Insights into the inner structures of the fully charmed tetraquark state $X(6900)$

TL;DR

This paper investigates the internal structure of the $X(6900)$ tetraquark using multiple theoretical frameworks, concluding that it is not predominantly a two-meson molecule and predicting a new narrow resonance $X(6825)$.

Contribution

It provides a comprehensive coupled-channel analysis of $X(6900)$, incorporating heavy-quark symmetry and predicting a new molecular state $X(6825)$.

Findings

$X(6900)$ is not mainly a two-meson molecule.

Resonance poles are consistent with experimental data.

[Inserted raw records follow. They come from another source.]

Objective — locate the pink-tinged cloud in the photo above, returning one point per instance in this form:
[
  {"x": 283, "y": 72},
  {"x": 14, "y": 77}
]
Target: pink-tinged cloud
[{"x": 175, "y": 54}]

Predicted a narrow state $X(6825)$ below $ ext{$ mf ext{c}_0 ext{c}_0}$ threshold.

Abstract

The recently discovered fully charmed tetraquark candidate $X(6900)$ is analyzed within the frameworks of effective-range expansion, compositeness relation and width saturation, and a coupled multichannel dynamical study. By taking into account constraints from heavy-quark spin symmetry, the coupled-channel amplitude including the $J/\psi J/\psi,~ \chi_{c0}\chi_{c0}$ and $\chi_{c1}\chi_{c1}$ is constructed to fit the experimental di-$J/\psi$ event distributions around the energy region near $6.9$ GeV. Another dynamical two-coupled-channel amplitude with the $J/\psi J/\psi$ and $\psi(3770) J/\psi$ is also considered to describe the same datasets. The three different theoretical approaches lead to similar conclusions that the two-meson components do not play dominant roles in the $X(6900)$. Our determinations of the resonance poles in the complex energy plane from the refined coupled-channel study are found to be consistent with the experimental analyses. The coupled-channel amplitudes also have another pole corresponding to a narrow resonance $X(6825)$ that we predict sitting below the $\chi_{c0}\chi_{c0}$ threshold and of molecular origin. We give predictions to the line shapes of the $\chi_{c0}\chi_{c0}$ and $\chi_{c1}\chi_{c1}$ channels, which could provide a useful guide for future experimental measurements.